The tablet platform, almost more than any other technology, has captured the hopes of publishers everywhere.

Last year, we included the e-reader in our FOLIO: 40 Industry Influencers list. This year, it’s the tablet, particularly Apple’s iPad, but also a host of follow-on products that are close on its heels that have the industry not only hoping for great things, but actually prepping fully functional electronic magazines for publishing on the devices. Multi-touch, multi-function, color screens have catapulted the format, design and interactivity beyond what the Kindle originally started.

It’s progressed to the degree where the industry’s biggest publishers are joining together in the Next Issue Media spin-off, which is developing technology and software that, as its core strategy, keeps the production, revenue and customer information fully in the hands of publishers. And Hearst, which is part of the Next Issue Media joint venture, has independently incubated the Skiff, a tablet device and platform, which is set to launch this year. There’s also the Que proReader, introduced by Plastic Logic and expected to launch this month, but was delayed to a mid-summer delivery. Dell, HP and Microsoft are said to be releasing tablets as well.

Conde Nast and Time Inc. have been bullish, prepping brands for the iPad. Conde has Wired on deck (the magazine’s creative director, Scott Dadich made this year’s FOLIO: 40 for directing the new design and functionality). And Time Inc. will have versions of Time and Sports Illustrated in the pipeline, too—SI has even hired four dedicated editors for the tablet version.

It’s still early days, but there are promising customer interaction metrics emerging. Next Issue Media says it’s has been working on this, too.
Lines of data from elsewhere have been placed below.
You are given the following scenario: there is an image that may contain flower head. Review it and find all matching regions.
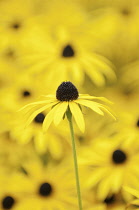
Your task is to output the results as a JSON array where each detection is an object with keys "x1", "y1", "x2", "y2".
[{"x1": 20, "y1": 81, "x2": 115, "y2": 132}]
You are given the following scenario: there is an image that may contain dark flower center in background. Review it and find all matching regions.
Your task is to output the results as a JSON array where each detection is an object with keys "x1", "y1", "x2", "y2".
[
  {"x1": 2, "y1": 196, "x2": 15, "y2": 209},
  {"x1": 34, "y1": 113, "x2": 45, "y2": 124},
  {"x1": 136, "y1": 120, "x2": 139, "y2": 127},
  {"x1": 62, "y1": 45, "x2": 75, "y2": 57},
  {"x1": 11, "y1": 22, "x2": 21, "y2": 30},
  {"x1": 39, "y1": 182, "x2": 52, "y2": 196},
  {"x1": 112, "y1": 149, "x2": 127, "y2": 164},
  {"x1": 104, "y1": 195, "x2": 115, "y2": 204},
  {"x1": 22, "y1": 90, "x2": 31, "y2": 97},
  {"x1": 56, "y1": 82, "x2": 79, "y2": 101}
]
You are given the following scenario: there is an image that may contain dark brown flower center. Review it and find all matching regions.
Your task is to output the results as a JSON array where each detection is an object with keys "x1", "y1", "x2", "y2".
[
  {"x1": 62, "y1": 45, "x2": 75, "y2": 58},
  {"x1": 34, "y1": 113, "x2": 45, "y2": 124},
  {"x1": 112, "y1": 149, "x2": 127, "y2": 164},
  {"x1": 39, "y1": 182, "x2": 52, "y2": 197},
  {"x1": 56, "y1": 82, "x2": 79, "y2": 101},
  {"x1": 104, "y1": 195, "x2": 115, "y2": 204},
  {"x1": 2, "y1": 196, "x2": 15, "y2": 209}
]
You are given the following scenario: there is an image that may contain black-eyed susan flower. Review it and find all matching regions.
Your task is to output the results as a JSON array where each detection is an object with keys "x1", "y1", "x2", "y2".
[
  {"x1": 80, "y1": 135, "x2": 139, "y2": 200},
  {"x1": 12, "y1": 161, "x2": 78, "y2": 210},
  {"x1": 21, "y1": 82, "x2": 115, "y2": 132},
  {"x1": 9, "y1": 112, "x2": 70, "y2": 159},
  {"x1": 21, "y1": 1, "x2": 116, "y2": 86},
  {"x1": 124, "y1": 186, "x2": 139, "y2": 210}
]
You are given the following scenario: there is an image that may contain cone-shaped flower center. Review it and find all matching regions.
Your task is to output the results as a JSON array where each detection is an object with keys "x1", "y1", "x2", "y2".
[
  {"x1": 62, "y1": 45, "x2": 75, "y2": 57},
  {"x1": 104, "y1": 195, "x2": 115, "y2": 204},
  {"x1": 39, "y1": 182, "x2": 52, "y2": 196},
  {"x1": 2, "y1": 196, "x2": 15, "y2": 209},
  {"x1": 56, "y1": 82, "x2": 79, "y2": 101},
  {"x1": 112, "y1": 149, "x2": 127, "y2": 164},
  {"x1": 22, "y1": 90, "x2": 31, "y2": 97},
  {"x1": 34, "y1": 113, "x2": 45, "y2": 123}
]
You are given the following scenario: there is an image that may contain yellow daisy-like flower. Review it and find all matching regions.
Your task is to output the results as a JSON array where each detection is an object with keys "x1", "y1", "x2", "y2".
[
  {"x1": 124, "y1": 186, "x2": 139, "y2": 210},
  {"x1": 9, "y1": 112, "x2": 70, "y2": 159},
  {"x1": 21, "y1": 82, "x2": 115, "y2": 132},
  {"x1": 21, "y1": 1, "x2": 116, "y2": 86},
  {"x1": 80, "y1": 135, "x2": 139, "y2": 200},
  {"x1": 13, "y1": 161, "x2": 78, "y2": 210}
]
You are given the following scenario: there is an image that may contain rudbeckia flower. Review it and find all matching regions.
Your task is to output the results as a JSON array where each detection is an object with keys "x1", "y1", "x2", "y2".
[
  {"x1": 12, "y1": 161, "x2": 78, "y2": 210},
  {"x1": 9, "y1": 112, "x2": 70, "y2": 160},
  {"x1": 79, "y1": 134, "x2": 139, "y2": 200},
  {"x1": 21, "y1": 1, "x2": 116, "y2": 86},
  {"x1": 124, "y1": 186, "x2": 139, "y2": 210},
  {"x1": 20, "y1": 82, "x2": 115, "y2": 132}
]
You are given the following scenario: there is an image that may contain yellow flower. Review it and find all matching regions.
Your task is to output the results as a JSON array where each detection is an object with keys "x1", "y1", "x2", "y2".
[
  {"x1": 124, "y1": 186, "x2": 139, "y2": 210},
  {"x1": 21, "y1": 82, "x2": 115, "y2": 132},
  {"x1": 79, "y1": 135, "x2": 139, "y2": 200},
  {"x1": 21, "y1": 1, "x2": 116, "y2": 86},
  {"x1": 12, "y1": 161, "x2": 78, "y2": 210},
  {"x1": 9, "y1": 112, "x2": 70, "y2": 159}
]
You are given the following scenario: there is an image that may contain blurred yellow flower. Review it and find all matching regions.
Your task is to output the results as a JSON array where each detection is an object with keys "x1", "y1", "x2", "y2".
[
  {"x1": 79, "y1": 135, "x2": 139, "y2": 200},
  {"x1": 14, "y1": 161, "x2": 78, "y2": 210},
  {"x1": 21, "y1": 5, "x2": 116, "y2": 86}
]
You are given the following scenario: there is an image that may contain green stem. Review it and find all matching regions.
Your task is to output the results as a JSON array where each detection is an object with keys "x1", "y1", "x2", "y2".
[{"x1": 66, "y1": 108, "x2": 82, "y2": 210}]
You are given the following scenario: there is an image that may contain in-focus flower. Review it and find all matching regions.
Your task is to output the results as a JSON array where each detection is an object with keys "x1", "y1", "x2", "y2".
[
  {"x1": 21, "y1": 82, "x2": 115, "y2": 132},
  {"x1": 9, "y1": 112, "x2": 70, "y2": 159},
  {"x1": 79, "y1": 135, "x2": 139, "y2": 200}
]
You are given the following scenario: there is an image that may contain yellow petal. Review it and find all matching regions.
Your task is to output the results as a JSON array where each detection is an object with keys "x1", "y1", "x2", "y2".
[
  {"x1": 54, "y1": 102, "x2": 68, "y2": 126},
  {"x1": 18, "y1": 99, "x2": 58, "y2": 112},
  {"x1": 26, "y1": 103, "x2": 55, "y2": 127},
  {"x1": 124, "y1": 186, "x2": 139, "y2": 198},
  {"x1": 76, "y1": 99, "x2": 104, "y2": 115},
  {"x1": 43, "y1": 103, "x2": 60, "y2": 132},
  {"x1": 99, "y1": 105, "x2": 116, "y2": 120},
  {"x1": 69, "y1": 102, "x2": 85, "y2": 132},
  {"x1": 79, "y1": 94, "x2": 113, "y2": 104}
]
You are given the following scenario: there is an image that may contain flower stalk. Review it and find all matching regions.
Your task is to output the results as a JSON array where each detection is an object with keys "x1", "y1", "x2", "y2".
[{"x1": 66, "y1": 107, "x2": 82, "y2": 210}]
The company shared some focus group results at the recent Magazines 24/7 event: After consumers experience a demo, their take-rates shoot up from 22 percent to 39 percent; at renewal time 53 percent of subscribers said they would renew with the digital product; 40 percent of non-subscribers said they’d subscribe to a digital/print bundle.

And, on Apple’s first day of pre-order sales for the iPad, consumers called dibs on a reported 120,000 devices, bringing in an estimated one-day take of $75 million.

VITAL STATS: Tablet devices are popping up everywhere. Apple logged an estimated 120,000 pre-orders on day one, and focus group take-rates double after a demo.